Re: What I've learned about Advertising

Post by jth92 »

From the manual, an advertising unit can be linked to anything with a product. Units that capture a product are inventory unit, purchasing unit, sales unit, private labeling unit, manufacturing unit, crop growing unit, livestock processing unit, mining uni, logging unit, and oil-extracting unit. Basically, it can be connected to both sales units and whatever else that can be connected to a sales unit (minus obviously the advertising unit itself). The difference between connecting to a sales unit vs a purchasing unit is if you don't produce the product you are building brand awareness for someone else's product.
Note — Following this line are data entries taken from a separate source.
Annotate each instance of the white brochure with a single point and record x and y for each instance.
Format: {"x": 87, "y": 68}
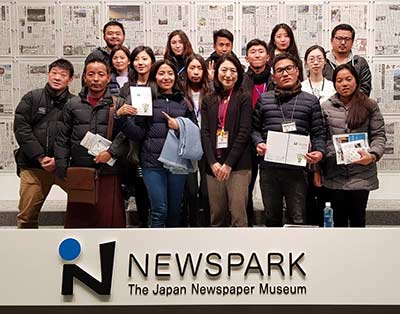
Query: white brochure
{"x": 96, "y": 144}
{"x": 287, "y": 148}
{"x": 142, "y": 100}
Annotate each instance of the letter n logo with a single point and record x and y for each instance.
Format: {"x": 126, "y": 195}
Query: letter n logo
{"x": 70, "y": 249}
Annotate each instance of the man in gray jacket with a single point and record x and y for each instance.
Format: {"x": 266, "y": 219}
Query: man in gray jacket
{"x": 342, "y": 39}
{"x": 286, "y": 109}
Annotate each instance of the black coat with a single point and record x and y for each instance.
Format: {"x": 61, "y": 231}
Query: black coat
{"x": 151, "y": 132}
{"x": 38, "y": 118}
{"x": 238, "y": 124}
{"x": 267, "y": 116}
{"x": 79, "y": 118}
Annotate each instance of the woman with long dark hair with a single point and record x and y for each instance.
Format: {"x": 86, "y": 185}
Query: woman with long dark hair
{"x": 225, "y": 130}
{"x": 196, "y": 197}
{"x": 350, "y": 111}
{"x": 178, "y": 50}
{"x": 141, "y": 60}
{"x": 281, "y": 41}
{"x": 165, "y": 188}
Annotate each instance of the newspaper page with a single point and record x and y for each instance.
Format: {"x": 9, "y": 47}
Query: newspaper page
{"x": 387, "y": 34}
{"x": 306, "y": 23}
{"x": 386, "y": 86}
{"x": 6, "y": 87}
{"x": 7, "y": 145}
{"x": 36, "y": 30}
{"x": 357, "y": 16}
{"x": 165, "y": 18}
{"x": 257, "y": 21}
{"x": 80, "y": 29}
{"x": 209, "y": 18}
{"x": 5, "y": 30}
{"x": 391, "y": 159}
{"x": 32, "y": 75}
{"x": 132, "y": 17}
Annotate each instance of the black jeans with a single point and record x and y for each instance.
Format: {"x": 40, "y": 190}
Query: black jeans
{"x": 278, "y": 183}
{"x": 349, "y": 207}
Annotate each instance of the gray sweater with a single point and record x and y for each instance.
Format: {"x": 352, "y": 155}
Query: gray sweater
{"x": 352, "y": 176}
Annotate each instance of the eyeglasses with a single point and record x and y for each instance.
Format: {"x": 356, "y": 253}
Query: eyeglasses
{"x": 289, "y": 69}
{"x": 319, "y": 59}
{"x": 345, "y": 39}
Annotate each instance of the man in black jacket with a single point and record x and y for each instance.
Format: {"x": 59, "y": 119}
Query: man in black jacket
{"x": 342, "y": 39}
{"x": 256, "y": 81}
{"x": 286, "y": 109}
{"x": 37, "y": 121}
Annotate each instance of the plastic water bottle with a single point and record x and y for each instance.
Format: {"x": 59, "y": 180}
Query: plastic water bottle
{"x": 328, "y": 215}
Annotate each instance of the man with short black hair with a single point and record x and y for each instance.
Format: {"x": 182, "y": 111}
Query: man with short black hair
{"x": 37, "y": 121}
{"x": 113, "y": 35}
{"x": 342, "y": 39}
{"x": 286, "y": 109}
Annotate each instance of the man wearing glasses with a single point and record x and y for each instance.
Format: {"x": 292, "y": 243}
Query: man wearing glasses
{"x": 286, "y": 109}
{"x": 342, "y": 39}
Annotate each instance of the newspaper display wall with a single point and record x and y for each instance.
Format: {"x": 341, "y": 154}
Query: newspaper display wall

This is where you would connect a purchasing unit to a private labeling unit and connect the advertising unit to both the private labeling unit and the sales unit to spend $1M for that product vs the limit of $500k. If you produce the product yourself, you can connect to the purchasing unit directly.
Last edited by jth92 on Sat Aug 19, 2023 8:07 pm, edited 1 time in total.
jth92
Posts: 2
Joined: Sat Aug 19, 2023 7:24 pm

Re: What I've learned about Advertising

Post by jth92 »

Another think to be aware of is the effect of a CMO (Chief Marketing Officer). Advertising units do not gain experience over time having a fixed level of 1 throughout the course of a game. However, hiring a CMO with expertise in Marketing will increase the "efficiency" by a % based on the increments of 20 points. Though there is a typo in the manual, in the game the expertise is in Marketing but in the manual, it refers to expertise in Advertising.

The excerpt from the manual, "Advertising. If a person has an advertising expertise, advertising conducted by the person generates higher brand awareness. The result doubles when a person’s advertising expertise level is 100."

Assuming this effect is linear, hiring a CMO with advertising expertise of 60 will result in advertising units having brand awareness output of 160% with the spend spending (e.g. 20% per 20 points). Effectively, this means hiring a CMO means you can reduce your collective advertising budgets by 10%, 20%, 30%, 40%, and 50% respectively corresponding to expertise values of 20, 40, 60, 80, and 100 (though I've never seen any game with persons having expertise of 100).

Note: The advertising units will still report Level 1, but the "efficiency" bonus still occurs.